As he explained about Phyllida and Sir Teddy, he saw the way their faces mirrored his own when he’d heard the news from O’Dowd – all those subtle changes to and fro between disbelief and fear. The momentary satisfaction that they understood what it meant for the family if Phyllida’s past had been revealed was whisked away by the knowledge that he now had to tell them what he’d done. He talked on, and Tess’s face looked more and more waxy. When he reached the part where he’d fallen for Jen and she’d fallen for him, Tess lowered her chin, and the movement reminded him of Jen so much he had to halt for a while.
Mack knew that if Tess got up and walked out of the room he was finished. Losing Tess, losing Jen, what was the point of anything then?
Joe was looking at his wife.
‘I knew he was up to something,’ he said, ‘he’s always been a shifty sod.’ He turned on Mack. ‘Ever thought you should have treated us all like grown-ups and told us everything from the start? Four heads are better than one, even when you count Phyllida. We could have come up with something better than the mess you’ve got yourself into now, the damage you’ve done to that poor girl.’ Joe gave Mack a particularly penetrating stare. ‘Mind you, what you’re telling us now could be a pack of lies too.’

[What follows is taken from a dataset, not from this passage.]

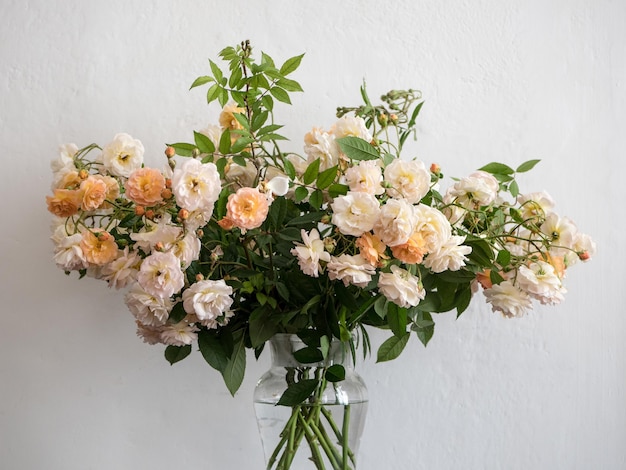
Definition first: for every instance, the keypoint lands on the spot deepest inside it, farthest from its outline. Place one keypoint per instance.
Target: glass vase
(324, 430)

‘I wish it was, but it’s not, Joe … and whatever you think you could have done, let me tell you it wouldn’t
have worked. O’Dowd wanted that story; he would never have let go.’
Please say something, Tess.
There was a noise outside the door before it opened and Phyllida walked in. She had filled out a little and was smartly dressed, with a string of pearls at her neck, but she was limping badly and leaning heavily on a grey, metal crutch.
‘The girls woke me up,’ she said sulkily, ‘some cartoon they’re watching in your bedroom. Why couldn’t they watch it down here?’ She did an almost comical double take when she saw Mack.
‘Fighting at your age?’ She nodded at his face and tutted, before laboriously lowering herself on to a chair.
Tess still had her chin down.
‘Great, Phyllida, hello to you too,’ he said, getting up. ‘Thank God it wasn’t just you I was trying to protect, or I’d feel a fool on top of everything else.’